Book: Guns, Germs and Steel: The Fates of Human Societies by Jared Diamond
Posted in Member Reviews on March 15, 2002
— Review by Kelly Reed, as printed in the March 2002 issue of the Mensokie
A Pulitzer prize winning, sweeping, groundbreaking, whirlwind view of human history over the last 13,000 years, Guns, Germs and Steel is a masterful history lesson of mankind and the creation, and sometimes extermination of civilizations. A central theme throughout the book is the attempt to answer the question, “Why did history unfold differently on different continents?” Most people know that food production began in the Fertile Crescent, but why there and not in the Americas or elsewhere? How did the Spanish conquistador Francisco Pizarro, with 168 Spanish soldiers, overthrow the Inca Empire of millions and kill Atahuallpa, the Inca emperor, while 80,000 Inca soldiers surrounded him?

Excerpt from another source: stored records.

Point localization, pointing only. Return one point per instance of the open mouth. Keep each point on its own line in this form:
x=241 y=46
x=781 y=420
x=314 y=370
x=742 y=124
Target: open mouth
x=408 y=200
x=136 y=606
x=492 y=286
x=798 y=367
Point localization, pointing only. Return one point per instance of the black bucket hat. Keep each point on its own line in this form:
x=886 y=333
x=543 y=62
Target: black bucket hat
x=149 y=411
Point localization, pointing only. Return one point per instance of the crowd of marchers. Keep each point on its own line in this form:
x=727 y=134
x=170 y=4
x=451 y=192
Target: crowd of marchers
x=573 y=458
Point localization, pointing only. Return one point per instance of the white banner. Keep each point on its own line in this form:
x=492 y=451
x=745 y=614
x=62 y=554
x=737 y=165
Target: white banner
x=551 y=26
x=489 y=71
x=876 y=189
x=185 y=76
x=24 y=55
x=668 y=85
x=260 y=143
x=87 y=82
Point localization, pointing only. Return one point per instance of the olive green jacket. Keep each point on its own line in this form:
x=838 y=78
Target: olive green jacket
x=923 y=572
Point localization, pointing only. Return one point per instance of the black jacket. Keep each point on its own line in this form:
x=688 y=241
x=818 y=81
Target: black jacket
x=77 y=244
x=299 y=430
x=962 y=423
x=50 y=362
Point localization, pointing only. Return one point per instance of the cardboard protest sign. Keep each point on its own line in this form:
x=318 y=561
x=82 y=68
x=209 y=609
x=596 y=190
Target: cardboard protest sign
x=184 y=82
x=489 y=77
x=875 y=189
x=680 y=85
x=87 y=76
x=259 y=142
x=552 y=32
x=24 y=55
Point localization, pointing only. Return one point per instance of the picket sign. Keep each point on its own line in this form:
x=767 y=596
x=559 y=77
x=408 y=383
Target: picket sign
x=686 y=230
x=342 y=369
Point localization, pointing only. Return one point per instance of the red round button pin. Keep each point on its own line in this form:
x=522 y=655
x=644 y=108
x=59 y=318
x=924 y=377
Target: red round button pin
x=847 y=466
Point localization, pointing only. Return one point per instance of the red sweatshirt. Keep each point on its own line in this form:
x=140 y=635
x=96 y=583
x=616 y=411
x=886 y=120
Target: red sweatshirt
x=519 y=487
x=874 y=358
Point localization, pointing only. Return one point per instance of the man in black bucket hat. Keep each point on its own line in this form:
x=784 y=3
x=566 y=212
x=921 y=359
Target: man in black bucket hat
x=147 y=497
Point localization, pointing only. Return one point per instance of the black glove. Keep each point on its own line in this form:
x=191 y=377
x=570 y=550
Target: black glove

Or, why didn’t American germs kill European invaders instead of the other way around?
Beginning at the end of the Pleistocene Era and last Ice Age, when village life emerged around 11,000 B.C., Diamond compellingly walks the reader through various continents throughout history and details their significant contributions as a society, as well as the reasons some societies did not make certain contributions.
Guns, Germs and Steel is a broad book covering a lot of ground across many different disciplines: anthropology, epidemiology, linguistics, archeology and technological development. The author skillfully weaves sound and compelling answers to the questions of the fates of human societies and brings the reader a deeper understanding of our own history.